Die müsse dringend zuhören und handeln beim Thema Sicherheit. Die Menschen verlieren den Glauben an den Rechtsstaat, befürchtet Iris Martin-Gehl. Da seien die Angriffe gegen Polizisten, Feuerwehrleute werden bei der Arbeit behindert, Häftlinge brechen aus Gefängnissen aus, Gerichtsverfahren dauern zu lange, Urteile bleiben unverständlich. „Aber wenn die Menschen nicht mehr an den Rechtsstaat glauben, dann komme es zur Demontage der Justiz, und wir bekommen Verhältnisse wie in der Türkei“, warnt Iris Martin-Gehl.
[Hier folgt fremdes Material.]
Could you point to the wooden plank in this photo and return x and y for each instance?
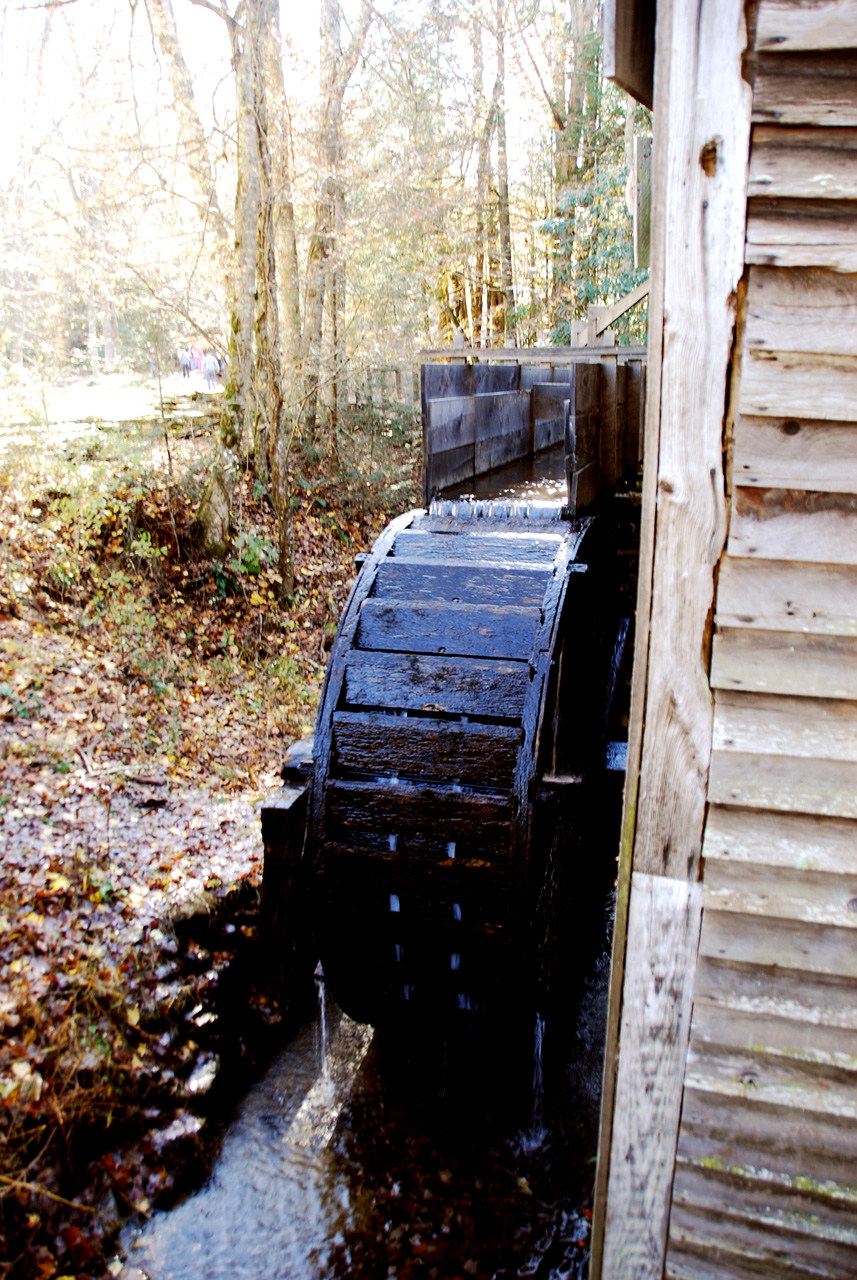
(441, 382)
(747, 1248)
(450, 423)
(443, 470)
(422, 748)
(793, 841)
(496, 379)
(583, 433)
(629, 46)
(467, 630)
(802, 233)
(794, 24)
(479, 887)
(782, 595)
(805, 163)
(663, 933)
(635, 412)
(610, 447)
(780, 662)
(765, 725)
(784, 782)
(467, 686)
(548, 400)
(496, 548)
(806, 88)
(796, 1040)
(732, 1197)
(610, 315)
(729, 1192)
(502, 429)
(786, 453)
(585, 485)
(697, 263)
(811, 1088)
(797, 525)
(800, 387)
(766, 1141)
(812, 949)
(705, 270)
(820, 1000)
(585, 387)
(815, 897)
(806, 311)
(548, 432)
(365, 809)
(707, 1264)
(404, 580)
Mehr Transparenz und Aufklärung bei Gerichtsurteilen hält sie für wichtig. Und dass die neu geschaffenen Stellen in der Polizeiausbildung und an den Gerichten ankommen. Ängste nehmen und zuhören, gehöre ebenso dazu. Aufs Zuhören kommt Iris Martin-Gehl immer wieder zurück. Das handhabe sie auch bei der Wahlkreisarbeit so.

40 Termine hat sie im Rahmen der Sommertour. Es geht auch um ihre Wiederwahl. Im westlichen Kyffhäuserkreis und in drei Orten im Eichsfeld stellt sie sich Ende Oktober als Direktkandidatin der Wahl. Der letzte Konsum, der schließt, die Feuerwehr, die noch immer keinen Wasseranschluss hat, Busse, die viel zu selten fahren, natürlich auch die fehlenden Ärzte – das seien die Themen, die die Menschen bewegen.
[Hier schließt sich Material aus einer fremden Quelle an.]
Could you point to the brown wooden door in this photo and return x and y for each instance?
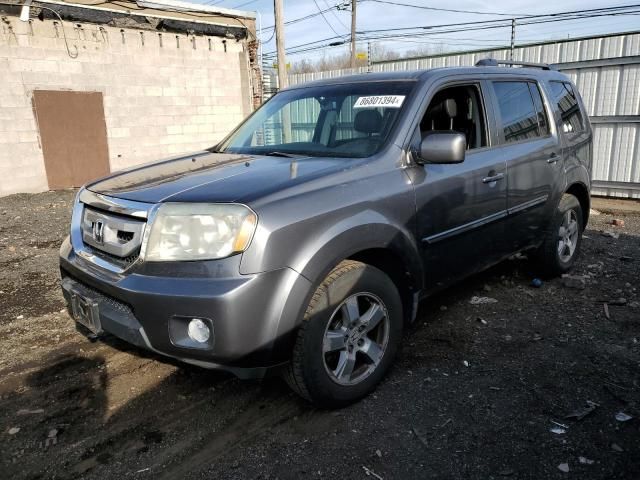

Und für die es Lösungen braucht. Aber nicht an den Menschen vorbei. Dass der viel beschworene Rufbus auf Vorbehalte trifft, habe sie beispielsweise gelernt. „Die Leute steigen nicht bei irgendjemanden ein, den sie nicht kennen.“ Je kleiner das Fahrzeug, umso größer muss das Vertrauen sein, so die Politikerin. Hier geschickt das Ehrenamt zu fördern, hält sie für eine Möglichkeit. Die, die sich schon und gern kümmern, bräuchten mehr Wertschätzung, und die könne doch auch finanzieller Natur sein. Rentenpunkte fürs Ehrenamt. Finanzielle Unterstützung für ehrenamtliche Bibliothekare, dass diese den Besuchern auch mal einen Kaffee zum Lesenachmittag spendieren können. Geld für Kommunen, die den Engagierten kostenlose Eintritte ins Freibad oder in andere Einrichtungen gewähren. „Ideen habe sie viele“, sagt Iris Martin-Gehl. Sie halte das frei nach Walt Disney, man müsse auch träumen können.